The engine lathe is one of the most versatile and oldest machine tools in the machining field. The principal operation of the engine lathe is to rigidly hold and rotate a workpiece against a cutting tool. The tool travels along the outside of the workpiece to shave off material and produce cylindrical parts.
Speed
The standard formula for used for lathe operations: RPM = 3.82 X CS / D where CS = cutting speed in surface feet per minute and D = diameter of the workpiece.
Feed
Feed rates for lathe operations are given in IPR (inches per revolution), or FPR (feed per revolution in inches). For example, the feed rate of 0.002 IPR (or FPR) means that every time the spindle makes one revolution, the cutting tool advances 0.002" across the surface of the work.
Time
Calculate time per cut = L / (RPM X IPR) where L is the length of the workpiece
Project 1 - Short Shaft
Facing and turning are two of the most common lathe operations. Facing is cutting across the end of a workpiece to machine the end flat, while turning is reducing the outside diameter of a workpiece. Avoiding excessive tool overhang provides a rigid setup and eliminates chatter or vibration. Follow these steps to machine turning operations:
- Center drill both ends so we can use the tailstok to secure the Morse taper or other workholding accessories to help support the workpiece in many operations.

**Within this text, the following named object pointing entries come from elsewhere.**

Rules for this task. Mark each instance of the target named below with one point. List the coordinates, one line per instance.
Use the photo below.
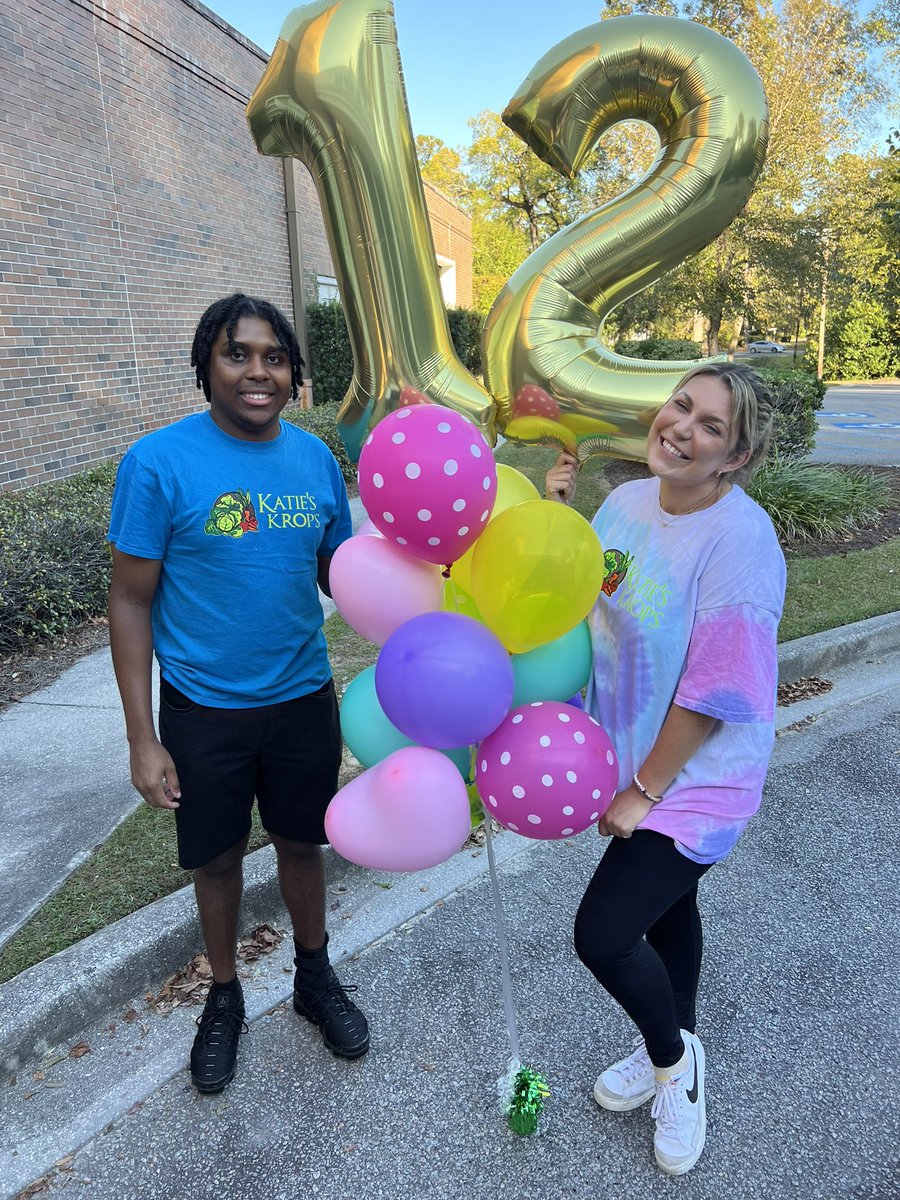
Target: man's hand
(154, 774)
(625, 813)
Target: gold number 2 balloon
(333, 95)
(545, 360)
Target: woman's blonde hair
(751, 411)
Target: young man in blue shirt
(222, 526)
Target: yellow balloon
(545, 330)
(333, 96)
(456, 599)
(513, 487)
(537, 573)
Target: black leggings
(645, 887)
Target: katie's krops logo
(233, 514)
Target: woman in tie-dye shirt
(684, 682)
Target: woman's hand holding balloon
(559, 484)
(624, 815)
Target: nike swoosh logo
(694, 1090)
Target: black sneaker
(214, 1055)
(322, 999)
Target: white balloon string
(503, 940)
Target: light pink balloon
(427, 480)
(407, 813)
(377, 587)
(547, 772)
(367, 529)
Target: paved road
(859, 424)
(799, 1018)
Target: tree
(443, 167)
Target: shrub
(322, 420)
(858, 342)
(797, 394)
(660, 348)
(330, 354)
(54, 558)
(466, 327)
(808, 501)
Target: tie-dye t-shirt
(689, 613)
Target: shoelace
(221, 1025)
(636, 1063)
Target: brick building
(131, 195)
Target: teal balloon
(371, 737)
(556, 670)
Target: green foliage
(859, 343)
(810, 501)
(797, 395)
(664, 348)
(466, 328)
(54, 558)
(322, 420)
(330, 354)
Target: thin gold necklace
(669, 519)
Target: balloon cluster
(477, 592)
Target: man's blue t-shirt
(239, 527)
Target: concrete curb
(54, 1001)
(838, 647)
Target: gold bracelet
(642, 790)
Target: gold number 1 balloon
(544, 333)
(333, 95)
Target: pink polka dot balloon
(427, 480)
(547, 772)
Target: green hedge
(331, 358)
(797, 394)
(54, 558)
(330, 355)
(660, 348)
(322, 420)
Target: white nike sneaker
(628, 1084)
(679, 1110)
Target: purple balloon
(444, 679)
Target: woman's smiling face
(689, 444)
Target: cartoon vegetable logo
(616, 564)
(232, 515)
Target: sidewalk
(798, 1014)
(64, 779)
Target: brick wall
(131, 196)
(451, 231)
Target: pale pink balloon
(547, 772)
(377, 587)
(407, 813)
(427, 480)
(367, 529)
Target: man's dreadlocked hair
(225, 315)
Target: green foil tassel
(529, 1091)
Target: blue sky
(457, 59)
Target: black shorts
(286, 755)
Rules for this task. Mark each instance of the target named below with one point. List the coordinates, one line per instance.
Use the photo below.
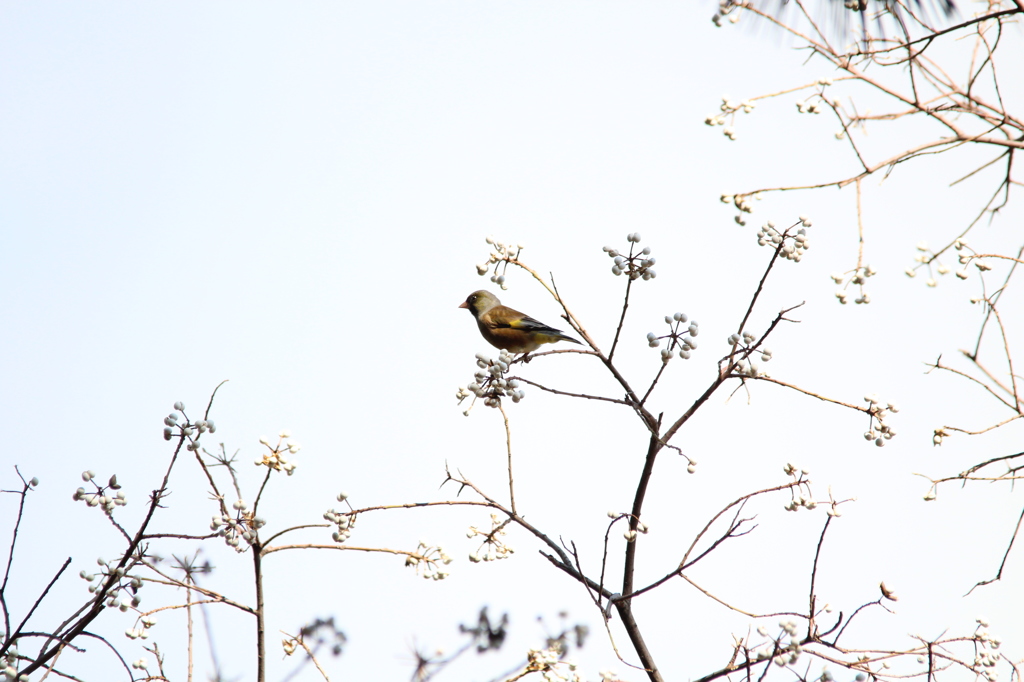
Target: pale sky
(293, 198)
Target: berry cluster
(967, 256)
(793, 245)
(681, 336)
(500, 259)
(109, 497)
(344, 520)
(742, 204)
(188, 430)
(121, 588)
(744, 344)
(489, 382)
(141, 633)
(276, 459)
(879, 429)
(636, 264)
(493, 547)
(857, 276)
(727, 8)
(243, 526)
(428, 561)
(728, 111)
(801, 493)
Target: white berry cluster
(499, 259)
(142, 632)
(188, 430)
(727, 8)
(428, 561)
(809, 105)
(987, 655)
(636, 264)
(631, 535)
(857, 276)
(879, 429)
(783, 648)
(681, 337)
(745, 344)
(727, 113)
(344, 520)
(120, 588)
(966, 256)
(109, 497)
(489, 382)
(243, 526)
(791, 245)
(800, 495)
(11, 659)
(276, 459)
(549, 663)
(742, 204)
(493, 547)
(926, 257)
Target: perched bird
(508, 329)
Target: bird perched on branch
(507, 329)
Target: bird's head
(479, 302)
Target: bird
(507, 329)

- Rough at 0.010 IPR and finish at 0.001 IPR.
- Take as many cutting passes as needed speeds, and heavy feed rates. During roughing, the length and diameter can be checked with dial caliper since greater accuracy is not needed. Then increase speed and take lighter cuts at lower feed rates for finishing the diameter to the desired size. Use an appropriate measuring tool such as a micrometer to measure the work during the finishing stage.
- Face off both ends of the workpiece to the desired length.
Project 2 - Long Shaft
Use the same operations as project 1. Note that the tolerance for the diameters is now 0.002 instead of 0.005.
Project 3 - Angle Shaft
Shouldering combines turning and facing to create a step where two different diameters meet. The compound rest can be positioned to machine to angular shoulder or taper.

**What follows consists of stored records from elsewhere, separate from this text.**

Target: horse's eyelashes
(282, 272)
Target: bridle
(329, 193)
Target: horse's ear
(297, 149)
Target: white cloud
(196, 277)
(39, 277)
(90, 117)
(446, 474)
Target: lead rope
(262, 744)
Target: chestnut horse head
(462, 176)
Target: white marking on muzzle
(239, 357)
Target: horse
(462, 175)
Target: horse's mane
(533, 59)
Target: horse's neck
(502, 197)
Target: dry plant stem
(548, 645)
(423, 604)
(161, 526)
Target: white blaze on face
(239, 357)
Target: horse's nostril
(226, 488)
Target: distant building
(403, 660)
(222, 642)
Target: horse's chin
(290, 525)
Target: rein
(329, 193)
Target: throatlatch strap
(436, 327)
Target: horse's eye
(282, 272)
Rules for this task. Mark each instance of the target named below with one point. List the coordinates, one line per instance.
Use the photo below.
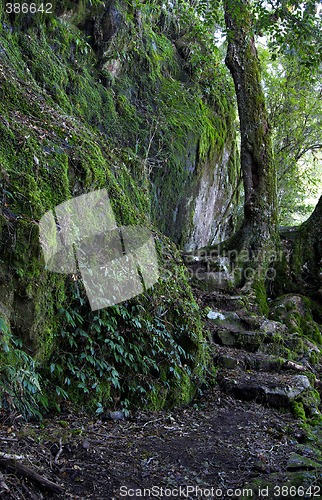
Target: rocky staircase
(257, 358)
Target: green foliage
(295, 111)
(122, 353)
(293, 27)
(70, 126)
(21, 393)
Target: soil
(217, 442)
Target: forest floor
(212, 448)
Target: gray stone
(277, 390)
(298, 462)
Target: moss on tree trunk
(258, 232)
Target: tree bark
(258, 233)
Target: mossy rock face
(152, 141)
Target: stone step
(236, 329)
(277, 390)
(230, 358)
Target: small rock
(116, 415)
(215, 315)
(298, 462)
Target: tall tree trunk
(258, 233)
(305, 264)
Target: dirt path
(218, 443)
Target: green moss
(261, 297)
(299, 411)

Project 4 - Turning Between Centers
Threading ¾-16 UNF-2A
Threading ½-13 UNC-2A
- Tools:
- Center drill
- Inserted carbide roughing tool
- Inserted carbide finishing tool
- Grooving tool
- Chamfering tool
- Bump type knurling tool
- External thread cutting tool
- Dimension: 0.9” OD X 5.12” L
- RPM:
- Roughing: 350 RPM
- Finish: 700 RPM
- Grooving: 80 RPM
- Threading: 80 RPM
- Knurling: 80 RPM
- Filing/Sanding: 160 RPM
- Material: cold roll steel or mild steel
- Operations:
- Facing
- Roughing
- Finishing
- Shoulder Lengths
- Undercutting
- Threading
- Knurling
- Filing/Sanding
- Facing
The facing operation is usually one of the first operations to be performed on a turned workpiece. The purpose of this operation is to produce a flat surface perpendicular to the part center line to serve as the part face. This surface usually established the Z-axis zero location (Z0), and all other surfaces will be referenced from it.
- Turning
- Center drilling both ends. Use the tailstock to see if the center drill is center. If the drill produces a high-pitched squealing sound and/or fine stringy chips, the feed rate should be increased. If the chips are purple or blue, the feed should be reduced. Improper speed or feeds can cause the tip to become very hot. This can lead to drill breakage.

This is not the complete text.